Part of Querelle is still up. I have not seen the whole film but I am liking the aesthetic--very Todd Haynes/West Side Story/Pet Shop Boys video fantasia. Way more Italian than German, surely. Those are so cast-offs from the set of Satyricon it is not even funny. I'd have a go at parsing ye olde mise en scene but a particularly smart commenter has already nailed it: To truly understand this film one must have an appreciation for Fassbinder and also an understanding of Jean Genet. The movie is fucking amazing and is meant to be diffused, disjointed, jaundiced and lurid. Jaundiced and lurid! Yes! If there are two more precise adjectives for that 3 minutes 41 seconds I don't know them. Jaundiced in the sense of envious, spiteful and prejudicial but also quite literally manifest in the sickly yellow set and lighting design.
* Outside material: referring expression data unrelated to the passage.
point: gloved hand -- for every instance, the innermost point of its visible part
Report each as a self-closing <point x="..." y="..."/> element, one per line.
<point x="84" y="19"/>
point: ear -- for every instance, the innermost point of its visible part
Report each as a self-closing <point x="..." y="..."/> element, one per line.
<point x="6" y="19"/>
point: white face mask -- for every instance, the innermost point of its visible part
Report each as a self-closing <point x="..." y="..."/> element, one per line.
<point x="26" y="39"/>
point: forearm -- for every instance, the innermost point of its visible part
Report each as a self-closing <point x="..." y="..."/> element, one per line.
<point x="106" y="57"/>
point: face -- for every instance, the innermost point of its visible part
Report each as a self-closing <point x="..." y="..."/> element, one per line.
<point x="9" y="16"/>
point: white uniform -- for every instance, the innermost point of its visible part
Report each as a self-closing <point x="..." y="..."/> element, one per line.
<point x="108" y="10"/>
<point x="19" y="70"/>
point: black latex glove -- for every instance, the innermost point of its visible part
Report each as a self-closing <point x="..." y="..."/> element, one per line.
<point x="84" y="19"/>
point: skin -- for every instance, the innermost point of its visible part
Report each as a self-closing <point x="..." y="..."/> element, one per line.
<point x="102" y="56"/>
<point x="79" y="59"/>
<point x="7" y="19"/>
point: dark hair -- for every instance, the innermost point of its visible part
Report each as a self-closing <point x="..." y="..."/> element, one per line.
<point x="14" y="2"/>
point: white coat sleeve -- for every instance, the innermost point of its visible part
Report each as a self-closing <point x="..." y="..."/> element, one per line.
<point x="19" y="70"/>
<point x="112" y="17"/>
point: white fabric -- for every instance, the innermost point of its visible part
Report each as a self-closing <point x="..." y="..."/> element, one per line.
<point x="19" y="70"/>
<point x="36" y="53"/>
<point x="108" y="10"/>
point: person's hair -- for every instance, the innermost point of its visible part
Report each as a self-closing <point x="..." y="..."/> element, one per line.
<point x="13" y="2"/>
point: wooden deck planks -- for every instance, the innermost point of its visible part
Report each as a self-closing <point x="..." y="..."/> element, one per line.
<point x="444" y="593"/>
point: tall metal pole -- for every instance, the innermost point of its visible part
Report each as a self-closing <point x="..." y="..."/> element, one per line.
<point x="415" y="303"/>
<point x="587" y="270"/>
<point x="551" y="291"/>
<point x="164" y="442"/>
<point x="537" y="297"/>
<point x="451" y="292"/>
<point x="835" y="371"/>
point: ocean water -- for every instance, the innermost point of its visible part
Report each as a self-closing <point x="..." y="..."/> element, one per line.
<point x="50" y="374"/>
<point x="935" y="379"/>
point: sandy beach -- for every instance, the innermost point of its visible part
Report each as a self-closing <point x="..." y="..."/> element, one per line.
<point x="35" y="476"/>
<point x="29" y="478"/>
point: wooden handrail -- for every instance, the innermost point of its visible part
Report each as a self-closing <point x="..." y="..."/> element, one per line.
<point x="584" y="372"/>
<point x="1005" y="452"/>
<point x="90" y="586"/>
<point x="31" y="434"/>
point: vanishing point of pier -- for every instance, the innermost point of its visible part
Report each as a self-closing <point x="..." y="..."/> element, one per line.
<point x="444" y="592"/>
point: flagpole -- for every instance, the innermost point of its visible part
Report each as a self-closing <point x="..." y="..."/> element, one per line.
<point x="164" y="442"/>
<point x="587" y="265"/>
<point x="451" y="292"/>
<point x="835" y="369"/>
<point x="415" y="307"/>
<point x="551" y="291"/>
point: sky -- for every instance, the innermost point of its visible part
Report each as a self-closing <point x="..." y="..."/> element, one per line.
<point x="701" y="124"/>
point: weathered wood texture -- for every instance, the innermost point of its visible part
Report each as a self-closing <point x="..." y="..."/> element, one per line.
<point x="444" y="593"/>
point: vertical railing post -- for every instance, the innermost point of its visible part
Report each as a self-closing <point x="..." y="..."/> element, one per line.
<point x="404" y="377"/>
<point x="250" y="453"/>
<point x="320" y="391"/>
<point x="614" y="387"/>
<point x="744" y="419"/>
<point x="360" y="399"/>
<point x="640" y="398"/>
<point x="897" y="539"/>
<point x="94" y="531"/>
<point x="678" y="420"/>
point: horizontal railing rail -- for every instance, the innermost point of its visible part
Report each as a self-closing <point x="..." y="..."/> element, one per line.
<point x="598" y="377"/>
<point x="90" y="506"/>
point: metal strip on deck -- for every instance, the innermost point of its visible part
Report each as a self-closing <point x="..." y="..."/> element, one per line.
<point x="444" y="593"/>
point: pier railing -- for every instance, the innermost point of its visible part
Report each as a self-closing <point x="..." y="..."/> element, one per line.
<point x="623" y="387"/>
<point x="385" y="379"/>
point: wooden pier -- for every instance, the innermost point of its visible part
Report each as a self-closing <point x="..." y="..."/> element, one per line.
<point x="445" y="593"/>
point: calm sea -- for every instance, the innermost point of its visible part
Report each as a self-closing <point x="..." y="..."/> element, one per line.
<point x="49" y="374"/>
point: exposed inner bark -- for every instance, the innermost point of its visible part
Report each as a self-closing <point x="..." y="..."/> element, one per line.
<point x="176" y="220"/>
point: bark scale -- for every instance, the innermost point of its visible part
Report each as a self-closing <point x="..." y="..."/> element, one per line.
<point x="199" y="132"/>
Tuesday, February 06, 2007

Having the last naff

Picking over the critical response to Bloc Party's A Weekend in the City (listen to most of the album here), I'm struck by the number of people who've linked their disappointment with the record to its B-side and lyrics, which they dismiss together as, in the words of one online commenter, "atrocious juvenile angsty bullshit." This is partly due to a certain amount of anti-sentimental rockist snobbery (how can the Bloc really jam when they're talking about, like, their feelings?), and partly, and far more interestingly, a result of a wholesale failure to understand or even consider what Okereke is singing about. Stereogum reported last November,

Too much of the second half sounds like "I Still Remember." Totally inoffensive, dropping lyrics like "I would go with you anywhere, I should have kissed you ..." Whaaa? We knew you guys were sensitive, but c'mon! Release that track directly to the soundtrack of whatever hipster teen soap for which it was written. "I still remember," says Kele. We do, too! "I'll love you in the morning," he says on the next track, "Sunday." Guess we will, too – but this is thin fucking ice, Bloc Party.

The ostensibly trite, vanilla lyrics in question include the following:

You said "it's just like a full moon".
Blood beats faster in our veins
We left our trousers by the canal
And our fingers, they almost touched

You should have asked me for it
I would have been brave
You should have asked me for it
How could I say no?

And our love could have soared
Over playgrounds and rooftops
Every park bench screams your name
I kept your tie

Unless Ryan and Seth have started making out on The O.C. recently, I'm not exactly sure which hipster teen soap this is ready for. Do saccharine lyrics deserve a pass because they document one of the richest and most neglected subjects in pop music--unconsummated, explicit queer desire? I'm saying yes. In the past, queer pop/rock songwriters have been expected either to turn out chirpy "we're just plain folks" pride anthems or to bury everything under six feet of subtext so as not to offend the naffs.* On the B-side of Weekend, Bloc Party have done the impossible. They've produced a half-dozen painful, perfect, lust-glazed love songs that sidestep mainstream gay pieties without selling out the radical queerness that makes them so precious in the first place. It'd be a shame if people didn't listen hard enough to notice.

*Morrissey might constitute a third route. Or possibly a route to the moon. It's no wonder Okereke's returning the signal, in the chorus of "I Still Remember" but also passim.

Sunday, February 04, 2007

What would Chris Martin be doing visiting a factory in Wigan?

Can we get on with this? I’ve gotta do AIDS and Alzheimer’s and land mines this afternoon, and I wanna get back for Deal or No Deal. Plus, Gwyneth’s making drumsticks.

The NYT's already hyped it, but Chris Martin on Extras is--well--almost as good as David Bowie on Extras. Oh, Northern English factory-working sitcom characters. Your vowels make me weak-kneed.

Thursday, February 01, 2007

Double fantasy

See, all you rumor-mongers--how can Le Tigre be broken up when they're collaborating with Yoko Ono? "Sisters O Sisters" sounds swept together from the remains of "New Kicks" and "Dyke March 2001," but the second wave-third wave coalition element is inspiring nonetheless.